Back to reality

Voilà très exactement 7 semaines que je n’ai pas repris « la plume ». 7 semaines, soit la moitié de ce précieux congé maternité; 42 jours qui m’ont semblé durer comme 21 mais qui ont été riches comme 84; une notion du temps complètement faussée par une seule et unique préoccupation: Lisa.

Ce n’est pas que je n’ai pas eu le temps d’écrire. Certes, elle dort peu (j’y reviendrai), certes, elle mange souvent (j’y reviendrai aussi). Il y a aussi les visites, les rendez-vous chez le pédiatre, l’osthéo, la sage-femme… Et bien sûr, les déplacements (petits ou grands) qui prennent plus de temps à se préparer que l’excursion en elle-même. Enfin, les soins persos qu’on s’accorde (dormir, manger, se laver – oui, c’est déjà du luxe!)… Tout cela prend du temps, c’est certain, et une énergie démentielle (j’y reviendrai – décidément, j’en ai des choses à vous raconter!).
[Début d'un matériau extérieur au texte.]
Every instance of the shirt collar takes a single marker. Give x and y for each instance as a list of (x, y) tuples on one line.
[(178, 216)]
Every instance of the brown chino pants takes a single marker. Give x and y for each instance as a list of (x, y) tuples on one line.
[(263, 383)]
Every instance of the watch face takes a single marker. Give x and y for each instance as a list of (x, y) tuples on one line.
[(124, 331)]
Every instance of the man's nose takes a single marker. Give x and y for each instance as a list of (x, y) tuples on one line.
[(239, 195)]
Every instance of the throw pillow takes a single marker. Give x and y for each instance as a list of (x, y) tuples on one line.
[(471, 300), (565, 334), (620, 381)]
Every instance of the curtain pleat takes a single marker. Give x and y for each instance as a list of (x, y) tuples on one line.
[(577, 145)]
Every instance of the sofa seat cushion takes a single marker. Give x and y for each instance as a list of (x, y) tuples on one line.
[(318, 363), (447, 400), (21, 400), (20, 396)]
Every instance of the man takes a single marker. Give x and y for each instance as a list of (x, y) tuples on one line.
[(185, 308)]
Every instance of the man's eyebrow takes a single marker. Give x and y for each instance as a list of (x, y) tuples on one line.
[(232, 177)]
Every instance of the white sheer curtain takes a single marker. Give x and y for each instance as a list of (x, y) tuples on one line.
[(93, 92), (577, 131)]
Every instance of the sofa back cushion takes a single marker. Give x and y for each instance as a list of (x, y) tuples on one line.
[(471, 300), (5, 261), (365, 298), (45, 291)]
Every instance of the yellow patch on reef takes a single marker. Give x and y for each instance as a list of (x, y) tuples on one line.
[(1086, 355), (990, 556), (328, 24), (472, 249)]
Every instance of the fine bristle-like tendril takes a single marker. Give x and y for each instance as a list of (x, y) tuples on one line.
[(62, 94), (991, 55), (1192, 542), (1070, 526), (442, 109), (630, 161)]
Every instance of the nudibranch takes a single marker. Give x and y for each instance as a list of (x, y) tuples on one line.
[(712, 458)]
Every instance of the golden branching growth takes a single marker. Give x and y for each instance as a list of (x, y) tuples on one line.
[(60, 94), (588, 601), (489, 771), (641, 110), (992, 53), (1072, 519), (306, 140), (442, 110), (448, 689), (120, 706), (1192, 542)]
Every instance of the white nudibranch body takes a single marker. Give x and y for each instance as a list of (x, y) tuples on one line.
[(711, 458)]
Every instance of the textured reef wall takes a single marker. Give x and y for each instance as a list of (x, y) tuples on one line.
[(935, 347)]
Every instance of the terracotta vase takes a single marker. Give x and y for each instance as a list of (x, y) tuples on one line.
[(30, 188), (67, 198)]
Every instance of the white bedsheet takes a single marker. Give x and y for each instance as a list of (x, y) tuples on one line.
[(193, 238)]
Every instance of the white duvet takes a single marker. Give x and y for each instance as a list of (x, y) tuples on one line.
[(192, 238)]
Mais ce n’est pas cela qui m’a coupé la chique, pas cela qui m’a empêché d’écrire.

Je ne manquais pas d’inspiration non plus. J’ai sans aucun doute vécu plus de bouleversements ces 2 derniers mois que durant les 10 dernières années de ma vie. Des états d’âme, des doutes, des joies, des questions, j’en ai eu pour mon compte (et quelque chose me dit que je n’en suis pas quitte) et le but initial de ce blog était justement de les partager. Mon cerveau, toujours en ébullition, les a pourtant laissé mariner au fond d’une case de rationalité totalement et parfaitement désamorcée depuis le 21 janvier dernier.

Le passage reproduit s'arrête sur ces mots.